There will also be two free versions. First of all is a demo, which will be a stripped down version of the full game. I’ll pick around eight to twelve levels that I believe gives a good overview of the different styles of gameplay, ending in one of the chapter finales (but not the actual final level). The second will be a HTML5 version that is much the same as the demo but I’ll strip it down using just a couple of chapters and have only the one piece of background music. This is to reduce the file size substantially as loading times will be a huge barrier to entry.
As I plug along, albeit still slowly, with the gameplay side of Invertical I have something nagging at me in the back of my mind… the plot. More specifically how I intend the set the background for the game. Who is the main character and what is he doing in the world of Invertical?
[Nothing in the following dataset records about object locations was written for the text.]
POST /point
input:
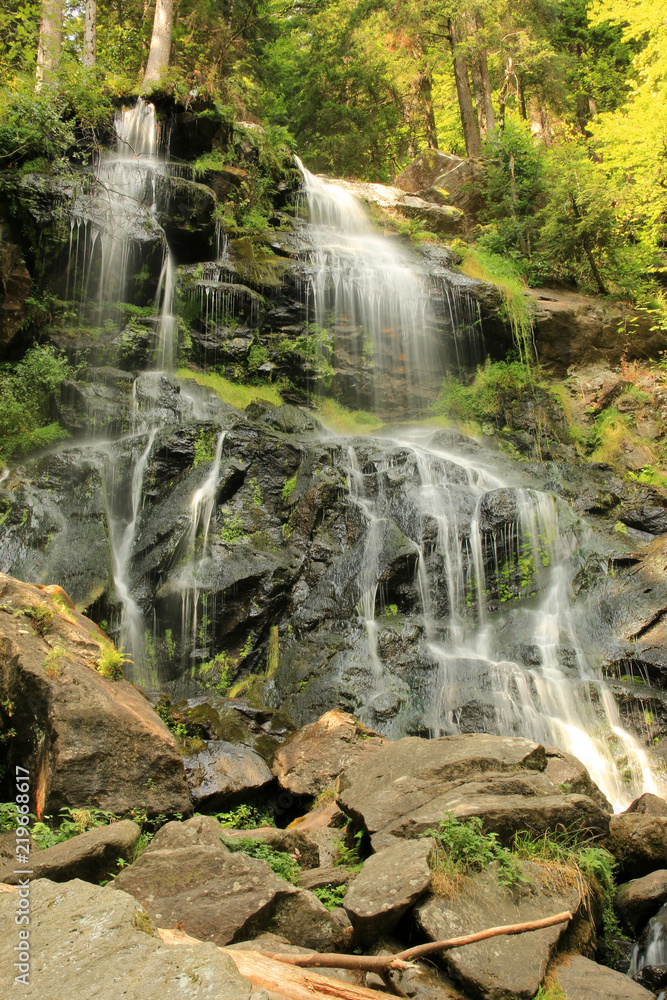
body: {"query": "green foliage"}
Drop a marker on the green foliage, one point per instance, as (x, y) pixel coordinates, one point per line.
(273, 651)
(204, 448)
(26, 391)
(348, 852)
(70, 823)
(31, 125)
(498, 391)
(462, 848)
(280, 862)
(572, 859)
(331, 896)
(288, 488)
(236, 395)
(54, 661)
(506, 273)
(110, 663)
(245, 817)
(219, 672)
(41, 616)
(514, 185)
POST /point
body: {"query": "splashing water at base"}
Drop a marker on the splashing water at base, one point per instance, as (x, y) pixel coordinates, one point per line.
(557, 698)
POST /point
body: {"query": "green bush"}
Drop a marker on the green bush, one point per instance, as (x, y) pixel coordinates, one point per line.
(46, 833)
(26, 392)
(31, 126)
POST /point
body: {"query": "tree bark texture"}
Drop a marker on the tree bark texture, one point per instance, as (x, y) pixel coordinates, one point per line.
(50, 42)
(90, 34)
(158, 56)
(469, 121)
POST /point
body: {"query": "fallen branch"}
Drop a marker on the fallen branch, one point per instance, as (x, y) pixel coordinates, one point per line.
(385, 963)
(290, 975)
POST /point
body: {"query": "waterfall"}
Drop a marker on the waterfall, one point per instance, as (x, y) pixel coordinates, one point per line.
(478, 587)
(371, 299)
(652, 948)
(202, 505)
(113, 221)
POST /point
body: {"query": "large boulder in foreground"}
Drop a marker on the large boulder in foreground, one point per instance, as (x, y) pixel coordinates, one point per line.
(86, 740)
(92, 856)
(581, 979)
(93, 941)
(310, 760)
(405, 788)
(387, 886)
(222, 773)
(639, 900)
(501, 968)
(187, 874)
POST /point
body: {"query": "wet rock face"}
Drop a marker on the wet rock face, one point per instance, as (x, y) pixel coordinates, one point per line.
(15, 283)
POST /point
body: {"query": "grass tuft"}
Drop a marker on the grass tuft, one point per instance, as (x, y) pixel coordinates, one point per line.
(233, 393)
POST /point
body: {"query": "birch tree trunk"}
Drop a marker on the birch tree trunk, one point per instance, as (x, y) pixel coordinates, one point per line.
(90, 34)
(50, 42)
(158, 56)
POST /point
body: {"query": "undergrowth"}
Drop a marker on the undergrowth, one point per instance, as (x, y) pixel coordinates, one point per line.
(233, 393)
(339, 418)
(462, 849)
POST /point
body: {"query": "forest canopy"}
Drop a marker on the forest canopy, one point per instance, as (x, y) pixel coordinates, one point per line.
(563, 101)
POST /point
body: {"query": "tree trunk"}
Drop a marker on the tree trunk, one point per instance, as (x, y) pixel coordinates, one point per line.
(158, 57)
(90, 34)
(489, 114)
(468, 118)
(50, 42)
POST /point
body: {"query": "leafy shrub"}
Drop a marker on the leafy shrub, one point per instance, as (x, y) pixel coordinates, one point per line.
(348, 854)
(462, 848)
(498, 391)
(280, 862)
(26, 391)
(331, 895)
(288, 488)
(110, 663)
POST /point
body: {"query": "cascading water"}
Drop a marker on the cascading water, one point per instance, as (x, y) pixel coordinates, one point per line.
(113, 220)
(478, 580)
(195, 631)
(651, 949)
(117, 216)
(478, 587)
(367, 292)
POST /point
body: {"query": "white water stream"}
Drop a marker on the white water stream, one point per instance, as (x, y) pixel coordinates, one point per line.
(369, 288)
(559, 698)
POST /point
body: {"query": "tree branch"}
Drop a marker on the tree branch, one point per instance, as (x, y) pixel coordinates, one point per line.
(402, 960)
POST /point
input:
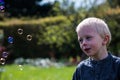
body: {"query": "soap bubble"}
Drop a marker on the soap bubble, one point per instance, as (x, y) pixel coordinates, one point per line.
(20, 67)
(2, 61)
(29, 37)
(20, 31)
(10, 39)
(4, 54)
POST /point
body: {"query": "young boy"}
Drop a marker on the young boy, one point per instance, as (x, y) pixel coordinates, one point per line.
(94, 36)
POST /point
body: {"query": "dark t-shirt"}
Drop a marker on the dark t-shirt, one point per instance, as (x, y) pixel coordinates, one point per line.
(106, 69)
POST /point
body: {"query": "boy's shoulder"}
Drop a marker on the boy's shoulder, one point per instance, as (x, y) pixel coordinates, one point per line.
(116, 59)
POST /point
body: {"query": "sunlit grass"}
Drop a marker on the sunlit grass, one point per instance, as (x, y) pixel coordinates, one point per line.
(25, 72)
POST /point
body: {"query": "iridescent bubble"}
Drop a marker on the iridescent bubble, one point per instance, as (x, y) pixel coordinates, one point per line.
(29, 37)
(10, 39)
(20, 67)
(4, 54)
(20, 31)
(2, 61)
(2, 7)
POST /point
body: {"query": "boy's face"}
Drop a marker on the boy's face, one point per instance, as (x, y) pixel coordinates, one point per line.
(90, 41)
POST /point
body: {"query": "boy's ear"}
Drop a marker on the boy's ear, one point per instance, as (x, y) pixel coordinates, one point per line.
(105, 40)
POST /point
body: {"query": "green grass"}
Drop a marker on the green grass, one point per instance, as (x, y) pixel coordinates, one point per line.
(26, 72)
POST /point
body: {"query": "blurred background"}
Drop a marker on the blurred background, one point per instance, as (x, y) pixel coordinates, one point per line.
(42, 33)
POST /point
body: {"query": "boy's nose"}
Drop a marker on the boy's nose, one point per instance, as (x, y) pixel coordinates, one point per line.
(84, 43)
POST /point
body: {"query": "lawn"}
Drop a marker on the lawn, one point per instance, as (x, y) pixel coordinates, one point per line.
(27, 72)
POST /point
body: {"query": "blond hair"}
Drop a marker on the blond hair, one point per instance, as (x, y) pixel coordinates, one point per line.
(100, 26)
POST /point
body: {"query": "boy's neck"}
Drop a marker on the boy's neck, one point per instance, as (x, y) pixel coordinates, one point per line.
(100, 56)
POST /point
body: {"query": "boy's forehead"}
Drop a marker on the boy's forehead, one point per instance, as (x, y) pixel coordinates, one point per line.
(86, 28)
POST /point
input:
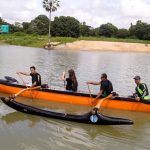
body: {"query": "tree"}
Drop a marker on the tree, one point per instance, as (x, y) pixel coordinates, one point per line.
(39, 25)
(122, 33)
(66, 27)
(1, 21)
(50, 6)
(107, 30)
(25, 25)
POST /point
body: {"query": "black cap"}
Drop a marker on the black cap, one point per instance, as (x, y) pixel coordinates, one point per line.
(137, 78)
(104, 75)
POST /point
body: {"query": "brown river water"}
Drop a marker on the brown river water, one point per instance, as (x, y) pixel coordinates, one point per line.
(20, 131)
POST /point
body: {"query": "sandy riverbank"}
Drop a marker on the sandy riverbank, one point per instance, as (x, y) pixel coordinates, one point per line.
(105, 46)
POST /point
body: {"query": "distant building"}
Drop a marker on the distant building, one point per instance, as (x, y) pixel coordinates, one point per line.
(4, 28)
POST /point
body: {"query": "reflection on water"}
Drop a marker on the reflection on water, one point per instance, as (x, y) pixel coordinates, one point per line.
(21, 131)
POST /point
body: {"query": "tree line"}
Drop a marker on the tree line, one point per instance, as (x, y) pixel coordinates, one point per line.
(67, 26)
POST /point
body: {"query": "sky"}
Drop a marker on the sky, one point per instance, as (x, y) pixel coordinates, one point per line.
(94, 12)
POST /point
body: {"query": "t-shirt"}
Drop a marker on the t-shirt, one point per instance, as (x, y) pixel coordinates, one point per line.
(107, 88)
(36, 78)
(143, 88)
(70, 85)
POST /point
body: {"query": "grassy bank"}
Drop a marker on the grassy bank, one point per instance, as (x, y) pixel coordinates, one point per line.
(38, 41)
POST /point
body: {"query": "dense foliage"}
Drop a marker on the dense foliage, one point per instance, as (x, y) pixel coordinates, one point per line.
(71, 27)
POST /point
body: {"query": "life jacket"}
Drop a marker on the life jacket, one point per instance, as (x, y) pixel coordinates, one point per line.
(142, 93)
(108, 90)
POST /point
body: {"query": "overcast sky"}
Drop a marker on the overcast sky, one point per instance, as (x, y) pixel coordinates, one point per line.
(94, 12)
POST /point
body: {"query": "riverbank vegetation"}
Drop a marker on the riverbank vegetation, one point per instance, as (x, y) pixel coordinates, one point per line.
(69, 29)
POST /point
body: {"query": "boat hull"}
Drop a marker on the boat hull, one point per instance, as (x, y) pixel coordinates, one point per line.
(74, 98)
(86, 118)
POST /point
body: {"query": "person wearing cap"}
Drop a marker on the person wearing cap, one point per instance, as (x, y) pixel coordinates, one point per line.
(141, 90)
(106, 86)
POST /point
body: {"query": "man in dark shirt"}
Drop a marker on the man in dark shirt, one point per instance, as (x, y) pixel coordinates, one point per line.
(36, 77)
(105, 86)
(141, 90)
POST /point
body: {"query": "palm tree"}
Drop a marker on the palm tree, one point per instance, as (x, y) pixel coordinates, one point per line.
(50, 6)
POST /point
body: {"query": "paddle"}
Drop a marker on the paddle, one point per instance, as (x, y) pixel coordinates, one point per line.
(23, 90)
(101, 101)
(89, 91)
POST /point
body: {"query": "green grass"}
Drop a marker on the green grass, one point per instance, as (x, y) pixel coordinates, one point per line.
(34, 40)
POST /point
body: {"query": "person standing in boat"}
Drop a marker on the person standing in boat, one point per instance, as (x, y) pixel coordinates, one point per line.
(36, 77)
(141, 90)
(106, 86)
(72, 83)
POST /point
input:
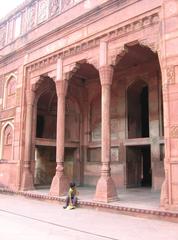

The actual story isn’t so much of a concern for me. Aside from wording, it is pretty much set, but delivery is what concerns me. Ordinarily this is where the animation or 2D art experts in the team get to showcase their skills, however this isn’t something that I’m really capable of. Even if I dedicate just as much of my time to creating the intro as the rest of the game, I have to admit it will come up short. I thought of some simple ways to create a basic video and even contemplated a high school powerpoint style intro with stages in the story appearing one at a time. Not very nice really. Then it hit me…
The main character, Simon’s, main objective throughout Invertical is getting home but the secondary objective and often the more challenging and enjoyable gameplay is finding the books & scrolls. I’ve named my areas of the game “Chapters” and the WIP title for the intro is “Preface”. I should present it as a kids story book! A simple picture with a little bit of text. Press space and you get the next one (or after X seconds). Simple and effective. The main issue of course would be creating the artwork but in truth given the very simplistic art style of the rest of the game, I don’t see it being a problem if I stick to that. In fact having the same character design with happy / sad /scared face and a different background might suit it quite well!
I’m now actually kinda looking forward to making the intro to the game!